While losing football seasons and musical chairs in the chancellor and campus president offices might make for interesting water cooler conversation, it’s important to remember that scientific inquiry lies at the heart of any research university. UH’s research awards for last year show that by at least one critical measure, it’s doing just fine.


A Chevrolet from the 1950s is typical of many cars on Cuban streets, with U.S.-Cuba trade having been banned 54 years ago

Jaume Escofet via Flickr

CUBA COMES IN FROM THE COLD. To say last week’s reopening of mutual embassies in Washington and Havana represented a historic moment doesn’t do justice to the seismic shift behind the highly visible thaw in diplomatic relations.

The last time the United States had a formal presence in Cuba outside Guantanamo Bay, a Kennedy was in the White House and most of today’s American voters weren’t yet born. The outrage over Fidel Castro’s theft of Cuba-based American businesses and the beginnings of his iron grip on the Caribbean nation were fresh and the fears over the communist threat in our backyard very real.

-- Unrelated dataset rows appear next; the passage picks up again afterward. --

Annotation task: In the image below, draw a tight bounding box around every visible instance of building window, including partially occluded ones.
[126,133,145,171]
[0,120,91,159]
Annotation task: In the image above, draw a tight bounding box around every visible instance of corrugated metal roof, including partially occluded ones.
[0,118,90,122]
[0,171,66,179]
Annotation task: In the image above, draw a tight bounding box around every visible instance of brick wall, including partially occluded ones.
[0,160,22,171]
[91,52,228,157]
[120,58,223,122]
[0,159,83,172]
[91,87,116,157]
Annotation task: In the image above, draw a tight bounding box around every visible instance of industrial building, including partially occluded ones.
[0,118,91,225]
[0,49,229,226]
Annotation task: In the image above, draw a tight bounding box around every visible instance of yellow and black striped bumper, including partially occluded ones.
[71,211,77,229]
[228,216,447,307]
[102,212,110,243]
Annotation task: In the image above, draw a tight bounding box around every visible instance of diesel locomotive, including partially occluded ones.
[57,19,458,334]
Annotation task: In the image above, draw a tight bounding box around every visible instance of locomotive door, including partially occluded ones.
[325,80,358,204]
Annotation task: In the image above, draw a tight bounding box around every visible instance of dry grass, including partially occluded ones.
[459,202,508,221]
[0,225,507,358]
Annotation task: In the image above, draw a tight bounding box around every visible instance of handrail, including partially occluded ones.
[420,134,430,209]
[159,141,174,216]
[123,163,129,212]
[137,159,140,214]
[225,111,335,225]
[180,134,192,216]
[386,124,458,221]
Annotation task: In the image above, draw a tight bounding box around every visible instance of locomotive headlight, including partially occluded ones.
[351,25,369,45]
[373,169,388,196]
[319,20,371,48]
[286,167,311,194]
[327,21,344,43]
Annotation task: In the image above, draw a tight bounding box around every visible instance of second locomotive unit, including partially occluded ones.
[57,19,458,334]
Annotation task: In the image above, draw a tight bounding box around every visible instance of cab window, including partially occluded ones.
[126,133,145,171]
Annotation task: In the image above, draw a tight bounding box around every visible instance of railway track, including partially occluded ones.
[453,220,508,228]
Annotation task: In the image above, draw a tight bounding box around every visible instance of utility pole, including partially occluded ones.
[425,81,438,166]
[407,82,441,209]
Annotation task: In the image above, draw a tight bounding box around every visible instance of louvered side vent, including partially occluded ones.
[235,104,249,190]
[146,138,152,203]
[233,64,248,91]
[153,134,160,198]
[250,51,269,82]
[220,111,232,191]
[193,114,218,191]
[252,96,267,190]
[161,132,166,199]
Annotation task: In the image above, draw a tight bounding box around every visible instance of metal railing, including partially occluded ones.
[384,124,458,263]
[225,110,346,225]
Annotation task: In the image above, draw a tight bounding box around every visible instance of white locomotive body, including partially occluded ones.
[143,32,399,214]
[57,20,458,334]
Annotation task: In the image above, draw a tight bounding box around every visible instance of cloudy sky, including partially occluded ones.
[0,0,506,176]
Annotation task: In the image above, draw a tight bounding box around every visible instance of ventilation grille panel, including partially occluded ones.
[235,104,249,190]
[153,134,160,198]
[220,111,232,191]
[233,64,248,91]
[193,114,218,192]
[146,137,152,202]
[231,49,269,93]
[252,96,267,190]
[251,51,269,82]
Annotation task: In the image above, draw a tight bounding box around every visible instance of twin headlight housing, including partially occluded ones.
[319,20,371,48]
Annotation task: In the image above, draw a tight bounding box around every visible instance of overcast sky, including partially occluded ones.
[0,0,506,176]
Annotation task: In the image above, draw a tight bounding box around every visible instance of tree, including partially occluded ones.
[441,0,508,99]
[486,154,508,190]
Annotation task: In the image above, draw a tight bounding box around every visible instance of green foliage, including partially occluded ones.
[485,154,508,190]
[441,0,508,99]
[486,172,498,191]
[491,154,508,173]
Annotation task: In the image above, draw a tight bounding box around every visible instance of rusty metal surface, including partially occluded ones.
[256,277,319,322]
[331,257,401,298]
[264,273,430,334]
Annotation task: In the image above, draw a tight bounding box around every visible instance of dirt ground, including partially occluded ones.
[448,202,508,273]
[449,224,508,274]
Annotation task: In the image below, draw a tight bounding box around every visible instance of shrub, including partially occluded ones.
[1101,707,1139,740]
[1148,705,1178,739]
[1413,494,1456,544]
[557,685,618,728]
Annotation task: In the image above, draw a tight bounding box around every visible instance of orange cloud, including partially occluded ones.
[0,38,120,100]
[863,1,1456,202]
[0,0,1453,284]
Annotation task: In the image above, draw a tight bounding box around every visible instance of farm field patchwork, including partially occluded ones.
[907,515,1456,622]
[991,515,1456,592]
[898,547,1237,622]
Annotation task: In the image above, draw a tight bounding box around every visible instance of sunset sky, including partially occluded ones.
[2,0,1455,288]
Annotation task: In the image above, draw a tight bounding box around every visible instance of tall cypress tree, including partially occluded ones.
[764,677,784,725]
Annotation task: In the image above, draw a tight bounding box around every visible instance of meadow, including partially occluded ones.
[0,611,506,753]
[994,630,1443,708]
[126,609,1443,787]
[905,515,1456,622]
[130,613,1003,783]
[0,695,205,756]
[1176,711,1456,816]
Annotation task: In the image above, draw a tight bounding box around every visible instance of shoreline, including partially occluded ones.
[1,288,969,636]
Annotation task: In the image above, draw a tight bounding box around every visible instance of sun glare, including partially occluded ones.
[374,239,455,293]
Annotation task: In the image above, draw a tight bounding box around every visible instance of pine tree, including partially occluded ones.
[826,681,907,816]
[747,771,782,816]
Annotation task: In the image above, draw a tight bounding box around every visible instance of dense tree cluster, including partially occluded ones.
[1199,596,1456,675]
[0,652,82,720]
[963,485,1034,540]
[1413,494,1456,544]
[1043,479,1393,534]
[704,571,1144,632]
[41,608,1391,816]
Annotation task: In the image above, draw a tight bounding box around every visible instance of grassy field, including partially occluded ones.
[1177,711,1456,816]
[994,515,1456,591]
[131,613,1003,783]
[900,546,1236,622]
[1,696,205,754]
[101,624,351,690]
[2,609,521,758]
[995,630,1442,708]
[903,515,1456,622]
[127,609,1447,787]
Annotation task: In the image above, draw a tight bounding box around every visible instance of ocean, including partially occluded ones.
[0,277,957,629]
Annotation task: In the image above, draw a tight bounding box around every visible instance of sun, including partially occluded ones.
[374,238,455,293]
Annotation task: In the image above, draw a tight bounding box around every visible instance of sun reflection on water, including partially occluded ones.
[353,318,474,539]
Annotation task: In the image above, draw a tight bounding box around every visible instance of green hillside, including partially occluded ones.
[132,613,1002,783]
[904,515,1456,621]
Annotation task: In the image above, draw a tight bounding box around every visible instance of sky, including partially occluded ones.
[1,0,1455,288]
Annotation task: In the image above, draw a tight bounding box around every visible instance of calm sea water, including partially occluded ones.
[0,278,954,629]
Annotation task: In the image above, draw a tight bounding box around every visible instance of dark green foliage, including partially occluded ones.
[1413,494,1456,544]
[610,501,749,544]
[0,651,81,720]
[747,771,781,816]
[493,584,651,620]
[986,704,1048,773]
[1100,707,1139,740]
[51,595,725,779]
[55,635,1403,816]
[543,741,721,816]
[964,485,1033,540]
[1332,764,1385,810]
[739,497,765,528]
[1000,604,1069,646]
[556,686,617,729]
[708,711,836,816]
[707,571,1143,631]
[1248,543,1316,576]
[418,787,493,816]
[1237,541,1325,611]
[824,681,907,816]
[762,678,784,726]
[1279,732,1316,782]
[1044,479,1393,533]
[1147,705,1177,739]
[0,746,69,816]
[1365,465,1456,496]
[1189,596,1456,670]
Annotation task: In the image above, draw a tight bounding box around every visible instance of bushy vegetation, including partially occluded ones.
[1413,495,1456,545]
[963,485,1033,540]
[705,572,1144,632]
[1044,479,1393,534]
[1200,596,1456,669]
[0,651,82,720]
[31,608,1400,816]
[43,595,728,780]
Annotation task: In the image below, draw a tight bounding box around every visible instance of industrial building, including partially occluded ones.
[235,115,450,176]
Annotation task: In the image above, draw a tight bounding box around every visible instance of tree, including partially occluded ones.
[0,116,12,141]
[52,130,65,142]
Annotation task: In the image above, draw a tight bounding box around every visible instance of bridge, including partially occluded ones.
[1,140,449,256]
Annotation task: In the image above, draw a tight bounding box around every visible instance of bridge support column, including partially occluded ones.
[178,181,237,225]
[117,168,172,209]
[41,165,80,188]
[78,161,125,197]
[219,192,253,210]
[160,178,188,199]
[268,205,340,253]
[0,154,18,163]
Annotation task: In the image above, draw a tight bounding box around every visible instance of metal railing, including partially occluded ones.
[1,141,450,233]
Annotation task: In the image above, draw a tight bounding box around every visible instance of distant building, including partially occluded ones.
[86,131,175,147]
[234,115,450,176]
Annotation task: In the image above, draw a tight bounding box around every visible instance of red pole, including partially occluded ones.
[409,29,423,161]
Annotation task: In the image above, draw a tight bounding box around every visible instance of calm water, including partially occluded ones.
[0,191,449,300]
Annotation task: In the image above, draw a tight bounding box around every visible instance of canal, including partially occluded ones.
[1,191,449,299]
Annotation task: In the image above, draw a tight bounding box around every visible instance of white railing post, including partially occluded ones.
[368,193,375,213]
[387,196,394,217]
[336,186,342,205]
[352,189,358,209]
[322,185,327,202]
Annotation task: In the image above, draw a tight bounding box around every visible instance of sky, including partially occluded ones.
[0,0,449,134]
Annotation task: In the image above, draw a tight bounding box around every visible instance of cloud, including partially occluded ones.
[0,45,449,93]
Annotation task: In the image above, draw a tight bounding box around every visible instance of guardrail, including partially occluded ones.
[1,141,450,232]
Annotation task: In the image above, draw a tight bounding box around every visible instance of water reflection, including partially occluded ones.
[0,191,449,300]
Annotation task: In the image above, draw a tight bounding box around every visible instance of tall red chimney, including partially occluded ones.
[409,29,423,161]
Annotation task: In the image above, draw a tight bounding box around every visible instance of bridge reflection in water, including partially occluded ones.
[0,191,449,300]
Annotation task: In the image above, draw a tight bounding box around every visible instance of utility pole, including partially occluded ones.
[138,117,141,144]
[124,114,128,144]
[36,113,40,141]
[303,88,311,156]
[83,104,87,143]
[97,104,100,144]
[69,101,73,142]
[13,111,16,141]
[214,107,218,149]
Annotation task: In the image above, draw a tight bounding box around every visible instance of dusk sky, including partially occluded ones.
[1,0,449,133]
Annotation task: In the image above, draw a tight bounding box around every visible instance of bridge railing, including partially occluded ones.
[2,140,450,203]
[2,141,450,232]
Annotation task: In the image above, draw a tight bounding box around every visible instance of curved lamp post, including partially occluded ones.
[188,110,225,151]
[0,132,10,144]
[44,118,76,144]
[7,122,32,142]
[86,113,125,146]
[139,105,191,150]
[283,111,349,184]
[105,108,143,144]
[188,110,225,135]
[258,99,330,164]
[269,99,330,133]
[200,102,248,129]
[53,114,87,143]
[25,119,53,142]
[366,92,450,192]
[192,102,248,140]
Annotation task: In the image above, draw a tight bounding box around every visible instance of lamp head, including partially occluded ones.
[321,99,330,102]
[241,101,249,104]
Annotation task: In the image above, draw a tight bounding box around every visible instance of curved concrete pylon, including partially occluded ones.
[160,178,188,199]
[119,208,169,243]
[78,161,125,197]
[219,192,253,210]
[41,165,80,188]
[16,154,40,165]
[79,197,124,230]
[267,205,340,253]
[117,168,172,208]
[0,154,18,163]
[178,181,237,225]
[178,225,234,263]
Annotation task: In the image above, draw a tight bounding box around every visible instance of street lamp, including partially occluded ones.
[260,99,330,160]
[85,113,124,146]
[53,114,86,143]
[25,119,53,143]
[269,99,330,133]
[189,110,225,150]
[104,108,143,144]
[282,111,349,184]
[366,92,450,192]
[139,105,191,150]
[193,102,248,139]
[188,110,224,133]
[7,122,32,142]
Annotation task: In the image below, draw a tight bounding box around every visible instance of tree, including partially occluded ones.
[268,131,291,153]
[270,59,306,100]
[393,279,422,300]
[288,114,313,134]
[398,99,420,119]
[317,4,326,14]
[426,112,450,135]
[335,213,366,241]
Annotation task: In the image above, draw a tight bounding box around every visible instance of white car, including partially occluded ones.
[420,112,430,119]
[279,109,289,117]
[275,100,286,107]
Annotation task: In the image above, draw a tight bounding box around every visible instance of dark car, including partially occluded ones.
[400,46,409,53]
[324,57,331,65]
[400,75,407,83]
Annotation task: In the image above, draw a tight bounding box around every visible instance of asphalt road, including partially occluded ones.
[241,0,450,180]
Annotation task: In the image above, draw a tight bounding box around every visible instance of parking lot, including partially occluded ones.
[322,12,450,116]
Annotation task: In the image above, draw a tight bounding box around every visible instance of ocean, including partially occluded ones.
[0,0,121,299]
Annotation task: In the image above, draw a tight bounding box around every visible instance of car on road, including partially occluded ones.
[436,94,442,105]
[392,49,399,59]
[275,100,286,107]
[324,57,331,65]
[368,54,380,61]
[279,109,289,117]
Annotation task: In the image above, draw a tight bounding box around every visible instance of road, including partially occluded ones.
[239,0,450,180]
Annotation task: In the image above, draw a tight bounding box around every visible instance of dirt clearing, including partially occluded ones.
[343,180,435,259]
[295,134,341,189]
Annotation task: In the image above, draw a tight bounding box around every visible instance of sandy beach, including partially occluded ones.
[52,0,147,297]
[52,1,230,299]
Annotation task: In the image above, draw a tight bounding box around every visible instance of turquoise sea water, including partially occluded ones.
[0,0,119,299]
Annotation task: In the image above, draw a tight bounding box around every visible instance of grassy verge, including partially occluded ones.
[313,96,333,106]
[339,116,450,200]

Fifty-four years later, Cuba is no more a threat than the long-gone Soviet Union, and the stalemate between it and the United States has grown stale. If the economic sanctions against Cuba and lack of diplomatic ties were accomplishing anything other than forcing poverty on the Cuban people, it wasn’t apparent.

We sympathize with those Cuban-Americans who feel the Castro regime (now led by Raul, Fidel’s brother) is being rewarded without having made sufficient concessions in how it is running the country and without having addressed its awful record on human rights and political prisoners. But we also feel that after five decades of freezing out Cuba to no discernible positive effect, it’s past time to give democracy’s warm embrace a chance.  Already, we see differences taking root that, even on their own, will undoubtedly reshape Cuba over time.

From one island to another, we wish Cuba and its people buena suerte (good luck) as they embark on a promising new day.